Benim kendi adıma kullandığım yöntem öneride bulunan kişinin yetkinliğini incelemek, eğitsel içeriklerde her daim kaynak, referans vb. aramak ve önerdikleri ürünlerden belli bir komisyon elde ettiklerini kendime hatırlatmak.

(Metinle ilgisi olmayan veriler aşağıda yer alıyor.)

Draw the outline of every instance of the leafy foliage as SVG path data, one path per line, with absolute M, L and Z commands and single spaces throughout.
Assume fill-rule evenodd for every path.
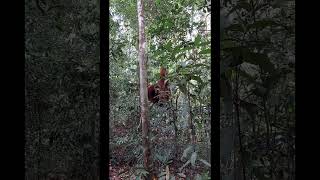
M 25 2 L 26 179 L 96 178 L 98 2 Z
M 221 94 L 234 101 L 243 169 L 235 176 L 295 179 L 295 3 L 222 2 L 221 76 L 232 92 L 223 84 Z
M 199 0 L 145 1 L 144 7 L 148 81 L 155 84 L 163 66 L 169 71 L 171 89 L 167 104 L 150 109 L 154 169 L 161 174 L 162 168 L 176 171 L 183 164 L 179 154 L 191 143 L 191 127 L 202 144 L 198 156 L 207 159 L 210 153 L 210 7 Z M 120 158 L 119 149 L 125 151 L 126 146 L 125 154 L 142 164 L 141 154 L 131 153 L 136 149 L 142 153 L 136 1 L 113 0 L 110 12 L 110 152 Z M 127 141 L 119 143 L 119 137 Z

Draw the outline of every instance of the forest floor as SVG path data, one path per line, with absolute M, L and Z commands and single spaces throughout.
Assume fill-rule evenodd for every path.
M 112 136 L 113 137 L 128 136 L 128 134 L 132 133 L 132 128 L 136 128 L 136 127 L 134 127 L 133 124 L 116 125 L 116 126 L 114 126 L 114 128 L 112 130 Z M 160 133 L 159 137 L 161 137 L 161 138 L 157 139 L 157 143 L 161 144 L 160 146 L 162 146 L 163 144 L 166 144 L 168 146 L 172 146 L 171 143 L 168 144 L 168 142 L 173 142 L 172 136 L 169 137 L 165 134 L 162 134 L 161 131 L 159 132 L 157 129 L 156 129 L 156 131 L 158 133 Z M 166 145 L 164 145 L 164 146 L 166 146 Z M 182 155 L 184 146 L 181 145 L 177 149 L 179 150 L 179 152 L 177 152 L 177 154 L 179 154 L 179 156 Z M 133 156 L 133 155 L 130 155 L 130 150 L 132 150 L 132 148 L 130 149 L 130 148 L 128 148 L 128 146 L 125 146 L 125 145 L 123 145 L 123 146 L 119 145 L 119 146 L 113 147 L 110 154 L 112 157 L 114 157 L 114 160 L 110 160 L 110 162 L 109 162 L 109 179 L 111 179 L 111 180 L 136 179 L 136 177 L 134 175 L 135 168 L 133 168 L 133 167 L 136 167 L 136 165 L 137 165 L 136 159 L 130 158 L 128 160 L 128 158 L 127 159 L 124 158 L 127 156 Z M 190 165 L 188 165 L 181 172 L 179 170 L 179 168 L 181 168 L 184 165 L 184 163 L 180 161 L 179 156 L 176 159 L 173 159 L 173 162 L 170 163 L 169 166 L 164 167 L 164 166 L 160 166 L 159 163 L 155 163 L 153 168 L 157 171 L 163 172 L 164 174 L 166 171 L 169 170 L 170 174 L 174 175 L 176 180 L 184 180 L 184 179 L 186 179 L 186 177 L 192 177 L 195 174 L 198 174 L 198 173 L 202 174 L 203 172 L 206 171 L 203 166 L 197 165 L 196 167 L 191 168 Z M 158 172 L 158 173 L 160 173 L 160 172 Z M 155 178 L 155 179 L 159 179 L 159 178 Z M 190 178 L 190 179 L 194 179 L 194 178 Z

Çünkü bir kişinin kişisel deneyimlerini paylaşması bu sırada fayda gördüğü bir ürünü içerik dahilinde önermesi ya da beğendiği bir kitabı önermesiyle, milyonlarca lira gelir elde eden bir alışveriş sitesinde onlarca ürünü bir araya getiren alışveriş listeleri oluşturması, birkaç saatlik programlar/ritüeller için yüzlerce lira talep eden oluşumları tavsiye etmesi arasında büyük bir fark var. Günün sonunda anlamsız paralar harcamamı gerektirecekse yüz yogasına, nefes eğitimine, dördüncü far paletine, hiyalüronik asitli cilt bakım ürününe ihtiyacım olmadığı kesin. Spirilunayı da değil yoğurda keke katmak yolda görsem tanımam.